Count the number of fields in a comma delimited txt file with awk.

gawk -F"," '{ print NF ":" $0}' textfile.csv
sample output: 260:SF1ST,TX,000,45,0000438,0,0,0,0,0,0,0,0,1,0,1,0,1.00,1.00,0.00,0.00,0.00,0.00,0.00,0.00,0.00,0.00,0.00,0.00,0.00,0.00,0.00,0.00,0.00,0.00,0.00,0.00,0.00,0.00,0.00,0.00,1.00,1.00,0.00,1,1,1,0,0,0,0,0,0,0,0,0,0,0,0,0,0,0,0,0,0,0,0,0,0,0,0,0,0,0,0,0,0,0,0,0,0,0,0,0,0,0,0,0,0,0,0,0,0,0,0,0,0,0,0,0,0,0,0,0,0,0,0,0,0,0,0,0,0,0,0,0,0,0,0,0,0,0,0,0,0,0,0,0,0,0,0,0,0,0,0,0,0,0,0,0,0,0,0,0,0,0,0,0,0,0,0,0,0,0,0,0,0,0,0,0,0,0,0,0,0,0,0,0,0,0,0,0,0,0,0,0,0,0,0,0,1,1,1,0,0,0,0,0,0,0,0,0,0,0,0,0,0,1,1,0,0,0,0,0,0,0,1 OR just awk -F"," '{print NF}' tx000452010.txt
sample output: 260 260 260 ....
This text file has 260 fields per line. Which I want to extract the first 239 fields from.
cut -d ',' -f1-239 tx000452010.txt > tx000452010part1.txt

Excluding a field range and writing to a new file
gawk -F"," -v f=6 -v t=239 '{ for (i=1; i<=260;i++) if( i>=f && i<=t) continue; else printf("%s%s", $i,(i!=260) ? OFS : ORS) }' tx000452010.txt > tx000452010part2.txt
replace the default seperator of space with comma
awk '{gsub(/ /,",");print}' tx000452010part2.txt > tx000452010part_2.txt

This could be done in a single command if I knew how.
Import the text files into a postgresql database because msaccess has a 2gb file limit and to have all this data in one database you're looking at a 10+gb database easy.
add the new field for building the geoid
ALTER TABLE "SF1_Access2003_mdb"."SF1_00001" ADD COLUMN geoid text;
Concatenate the fields to build the geoid for the block summary level.
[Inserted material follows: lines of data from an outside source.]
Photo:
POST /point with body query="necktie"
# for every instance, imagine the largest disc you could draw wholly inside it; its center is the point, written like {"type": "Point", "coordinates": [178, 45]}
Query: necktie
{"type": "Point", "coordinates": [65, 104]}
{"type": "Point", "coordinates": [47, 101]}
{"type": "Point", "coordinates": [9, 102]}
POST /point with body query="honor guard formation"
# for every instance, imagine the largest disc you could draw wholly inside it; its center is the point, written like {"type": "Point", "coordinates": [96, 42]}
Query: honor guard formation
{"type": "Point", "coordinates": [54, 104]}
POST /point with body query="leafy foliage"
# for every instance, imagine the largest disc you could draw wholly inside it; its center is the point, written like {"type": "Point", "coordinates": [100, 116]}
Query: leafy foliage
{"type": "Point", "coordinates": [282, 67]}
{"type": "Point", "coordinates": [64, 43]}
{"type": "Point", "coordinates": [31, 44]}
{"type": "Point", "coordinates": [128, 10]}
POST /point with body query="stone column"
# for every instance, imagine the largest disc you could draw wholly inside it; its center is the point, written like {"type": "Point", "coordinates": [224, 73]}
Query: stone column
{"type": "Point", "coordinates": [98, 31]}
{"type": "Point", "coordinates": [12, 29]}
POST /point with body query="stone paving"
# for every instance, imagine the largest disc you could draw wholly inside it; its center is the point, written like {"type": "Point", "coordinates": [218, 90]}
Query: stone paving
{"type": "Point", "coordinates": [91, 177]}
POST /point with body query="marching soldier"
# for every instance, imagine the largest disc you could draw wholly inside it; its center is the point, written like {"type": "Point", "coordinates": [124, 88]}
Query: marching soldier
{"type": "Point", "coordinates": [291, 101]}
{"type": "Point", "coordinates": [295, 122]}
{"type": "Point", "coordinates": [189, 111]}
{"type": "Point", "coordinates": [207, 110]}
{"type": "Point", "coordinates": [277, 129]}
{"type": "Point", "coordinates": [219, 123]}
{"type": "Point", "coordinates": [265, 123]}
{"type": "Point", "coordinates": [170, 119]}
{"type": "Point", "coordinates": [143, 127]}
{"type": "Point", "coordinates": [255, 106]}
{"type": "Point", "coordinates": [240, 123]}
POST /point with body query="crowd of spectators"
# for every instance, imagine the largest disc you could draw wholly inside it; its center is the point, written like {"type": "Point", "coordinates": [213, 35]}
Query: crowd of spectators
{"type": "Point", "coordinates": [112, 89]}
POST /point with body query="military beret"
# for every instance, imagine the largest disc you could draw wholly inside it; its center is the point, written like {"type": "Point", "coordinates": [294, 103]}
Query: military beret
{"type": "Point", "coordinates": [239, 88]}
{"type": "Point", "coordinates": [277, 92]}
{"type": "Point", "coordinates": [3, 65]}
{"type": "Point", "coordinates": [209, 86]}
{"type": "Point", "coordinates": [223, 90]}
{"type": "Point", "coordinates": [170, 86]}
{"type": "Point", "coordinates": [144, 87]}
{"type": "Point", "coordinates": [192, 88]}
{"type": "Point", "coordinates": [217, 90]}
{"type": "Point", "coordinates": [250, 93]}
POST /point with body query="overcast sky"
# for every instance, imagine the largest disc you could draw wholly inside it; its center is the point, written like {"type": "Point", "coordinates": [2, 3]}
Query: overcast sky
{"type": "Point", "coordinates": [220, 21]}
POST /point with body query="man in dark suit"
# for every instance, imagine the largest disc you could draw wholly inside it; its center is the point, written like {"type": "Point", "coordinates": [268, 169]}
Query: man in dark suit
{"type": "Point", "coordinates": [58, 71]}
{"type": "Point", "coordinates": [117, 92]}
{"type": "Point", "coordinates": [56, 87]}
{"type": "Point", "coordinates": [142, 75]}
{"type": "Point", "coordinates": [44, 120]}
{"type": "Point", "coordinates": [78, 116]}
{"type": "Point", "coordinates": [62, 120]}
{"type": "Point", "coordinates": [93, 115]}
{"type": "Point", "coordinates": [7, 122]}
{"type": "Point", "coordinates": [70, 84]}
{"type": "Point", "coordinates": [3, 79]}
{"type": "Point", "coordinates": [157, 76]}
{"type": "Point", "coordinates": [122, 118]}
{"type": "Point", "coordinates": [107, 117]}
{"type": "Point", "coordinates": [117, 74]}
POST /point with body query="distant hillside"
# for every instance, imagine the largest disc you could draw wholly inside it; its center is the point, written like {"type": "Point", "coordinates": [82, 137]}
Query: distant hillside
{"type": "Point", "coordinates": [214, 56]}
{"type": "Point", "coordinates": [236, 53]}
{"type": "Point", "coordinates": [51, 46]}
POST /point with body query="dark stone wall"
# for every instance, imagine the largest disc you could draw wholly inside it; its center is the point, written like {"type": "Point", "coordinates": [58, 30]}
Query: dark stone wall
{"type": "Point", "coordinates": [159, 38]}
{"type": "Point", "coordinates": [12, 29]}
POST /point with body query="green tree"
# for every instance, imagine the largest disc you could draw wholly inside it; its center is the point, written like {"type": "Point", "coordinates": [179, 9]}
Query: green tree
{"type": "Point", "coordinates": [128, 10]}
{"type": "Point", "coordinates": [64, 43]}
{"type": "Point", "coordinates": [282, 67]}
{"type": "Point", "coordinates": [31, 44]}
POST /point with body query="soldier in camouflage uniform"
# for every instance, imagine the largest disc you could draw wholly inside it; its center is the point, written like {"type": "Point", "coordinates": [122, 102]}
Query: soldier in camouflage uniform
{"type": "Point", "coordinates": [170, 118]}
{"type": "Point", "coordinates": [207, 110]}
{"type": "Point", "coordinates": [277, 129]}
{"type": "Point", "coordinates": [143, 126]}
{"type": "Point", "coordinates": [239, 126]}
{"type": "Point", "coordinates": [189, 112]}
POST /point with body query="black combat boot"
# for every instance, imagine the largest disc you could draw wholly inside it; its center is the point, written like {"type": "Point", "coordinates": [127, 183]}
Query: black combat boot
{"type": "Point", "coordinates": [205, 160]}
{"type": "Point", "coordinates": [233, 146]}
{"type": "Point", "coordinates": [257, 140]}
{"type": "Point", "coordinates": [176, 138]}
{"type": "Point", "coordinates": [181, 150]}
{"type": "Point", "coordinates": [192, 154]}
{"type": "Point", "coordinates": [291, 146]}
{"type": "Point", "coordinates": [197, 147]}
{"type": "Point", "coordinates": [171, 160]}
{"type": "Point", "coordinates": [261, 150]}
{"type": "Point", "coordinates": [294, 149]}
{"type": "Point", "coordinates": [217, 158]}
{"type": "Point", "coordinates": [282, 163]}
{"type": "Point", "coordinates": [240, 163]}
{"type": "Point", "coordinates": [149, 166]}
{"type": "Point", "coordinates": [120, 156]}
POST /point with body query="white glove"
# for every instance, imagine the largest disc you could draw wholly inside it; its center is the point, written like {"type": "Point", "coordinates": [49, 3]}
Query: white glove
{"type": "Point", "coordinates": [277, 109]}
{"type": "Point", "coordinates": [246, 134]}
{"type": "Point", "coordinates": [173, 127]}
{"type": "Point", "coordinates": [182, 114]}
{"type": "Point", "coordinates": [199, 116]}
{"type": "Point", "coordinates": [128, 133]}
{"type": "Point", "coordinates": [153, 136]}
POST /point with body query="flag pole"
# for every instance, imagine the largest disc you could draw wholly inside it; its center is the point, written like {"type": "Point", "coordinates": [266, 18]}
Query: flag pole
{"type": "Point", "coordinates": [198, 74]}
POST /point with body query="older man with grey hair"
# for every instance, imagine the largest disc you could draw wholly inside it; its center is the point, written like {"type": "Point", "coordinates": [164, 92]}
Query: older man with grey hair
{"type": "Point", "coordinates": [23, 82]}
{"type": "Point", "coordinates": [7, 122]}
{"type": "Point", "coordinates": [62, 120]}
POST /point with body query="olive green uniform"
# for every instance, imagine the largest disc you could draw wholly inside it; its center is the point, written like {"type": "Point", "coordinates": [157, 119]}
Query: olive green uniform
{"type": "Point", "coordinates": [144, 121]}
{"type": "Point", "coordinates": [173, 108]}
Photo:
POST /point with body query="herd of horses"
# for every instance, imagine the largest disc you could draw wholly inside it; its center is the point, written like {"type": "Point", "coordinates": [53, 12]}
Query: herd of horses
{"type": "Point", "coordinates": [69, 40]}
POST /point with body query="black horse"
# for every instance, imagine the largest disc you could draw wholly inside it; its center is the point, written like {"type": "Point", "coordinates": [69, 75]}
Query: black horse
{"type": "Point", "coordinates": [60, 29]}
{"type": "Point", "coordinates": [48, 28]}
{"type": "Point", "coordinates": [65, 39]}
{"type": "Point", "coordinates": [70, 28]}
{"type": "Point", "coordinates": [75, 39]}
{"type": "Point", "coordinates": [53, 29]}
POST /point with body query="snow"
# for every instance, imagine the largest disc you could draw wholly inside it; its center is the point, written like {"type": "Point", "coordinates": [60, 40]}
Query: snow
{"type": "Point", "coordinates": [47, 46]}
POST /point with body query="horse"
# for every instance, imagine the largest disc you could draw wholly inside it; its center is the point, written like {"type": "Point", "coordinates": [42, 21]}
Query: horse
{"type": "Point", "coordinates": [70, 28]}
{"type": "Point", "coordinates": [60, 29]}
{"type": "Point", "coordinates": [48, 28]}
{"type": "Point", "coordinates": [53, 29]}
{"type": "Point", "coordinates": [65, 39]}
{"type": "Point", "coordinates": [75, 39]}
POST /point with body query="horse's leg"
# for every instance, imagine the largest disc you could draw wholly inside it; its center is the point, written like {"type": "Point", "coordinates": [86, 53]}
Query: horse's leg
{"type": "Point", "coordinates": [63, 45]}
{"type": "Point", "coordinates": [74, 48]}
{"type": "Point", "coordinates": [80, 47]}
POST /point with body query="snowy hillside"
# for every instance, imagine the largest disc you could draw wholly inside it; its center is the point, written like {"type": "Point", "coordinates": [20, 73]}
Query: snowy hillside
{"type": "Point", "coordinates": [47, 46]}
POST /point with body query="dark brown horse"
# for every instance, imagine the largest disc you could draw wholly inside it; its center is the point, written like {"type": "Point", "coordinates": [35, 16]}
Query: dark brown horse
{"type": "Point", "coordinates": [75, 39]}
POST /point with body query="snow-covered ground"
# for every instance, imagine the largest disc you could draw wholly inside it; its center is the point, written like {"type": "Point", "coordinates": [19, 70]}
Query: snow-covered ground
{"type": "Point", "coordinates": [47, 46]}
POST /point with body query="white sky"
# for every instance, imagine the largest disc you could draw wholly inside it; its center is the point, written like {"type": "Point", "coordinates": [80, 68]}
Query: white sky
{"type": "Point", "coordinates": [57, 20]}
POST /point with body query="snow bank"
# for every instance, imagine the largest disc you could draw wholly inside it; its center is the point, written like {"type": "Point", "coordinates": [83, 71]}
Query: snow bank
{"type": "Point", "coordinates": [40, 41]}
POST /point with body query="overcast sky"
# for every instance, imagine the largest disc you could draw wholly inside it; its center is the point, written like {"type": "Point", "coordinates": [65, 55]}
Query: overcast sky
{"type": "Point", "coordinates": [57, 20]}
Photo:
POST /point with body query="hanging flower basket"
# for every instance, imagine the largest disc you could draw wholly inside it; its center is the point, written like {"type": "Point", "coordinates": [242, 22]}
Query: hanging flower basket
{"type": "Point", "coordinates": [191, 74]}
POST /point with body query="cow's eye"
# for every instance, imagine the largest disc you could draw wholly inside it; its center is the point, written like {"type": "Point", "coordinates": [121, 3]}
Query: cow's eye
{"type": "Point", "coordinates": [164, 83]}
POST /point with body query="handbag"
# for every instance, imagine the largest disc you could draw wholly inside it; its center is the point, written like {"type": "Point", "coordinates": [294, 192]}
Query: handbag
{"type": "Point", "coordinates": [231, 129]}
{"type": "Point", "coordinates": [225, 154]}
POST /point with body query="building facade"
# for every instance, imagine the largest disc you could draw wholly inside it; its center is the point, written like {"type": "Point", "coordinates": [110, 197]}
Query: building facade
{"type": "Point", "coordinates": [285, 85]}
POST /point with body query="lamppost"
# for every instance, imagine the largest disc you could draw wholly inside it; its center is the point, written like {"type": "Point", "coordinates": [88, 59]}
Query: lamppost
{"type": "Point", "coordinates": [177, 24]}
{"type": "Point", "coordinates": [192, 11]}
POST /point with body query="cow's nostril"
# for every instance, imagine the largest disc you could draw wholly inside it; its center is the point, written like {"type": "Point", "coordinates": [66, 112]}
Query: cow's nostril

Hint: If you take the left 12 characters of this result you get the geoid for the blockgroup level......etc..
UPDATE "SF1_00002" SET geoid = "Txgeo2010"."STATE" || "Txgeo2010"."COUNTY" || "Txgeo2010"."TRACT" || "Txgeo2010"."BLOCK" FROM "Txgeo2010" WHERE ("SF1_00002"."LOGRECNO" = "Txgeo2010"."LOGRECNO");

...to be continued

Wednesday, June 1, 2011

Generalizing parcel data

Raw data -> google-refine for clustering and filtering -> join refined data to spatial data -> dissolve parcels using refined subdivision attribute -> buffer to fill in ROW's --> copy buffer to original dissolve layer --> dissolve again on subdivision attribute --> setup topology does not have gaps with tolerance of ~1foot --> validate topology (removes donut hole slivers)--> buffer negative value equal to the original buffer to remove overlap of adjacent subdivision polygons --> minor edits to clean up the data.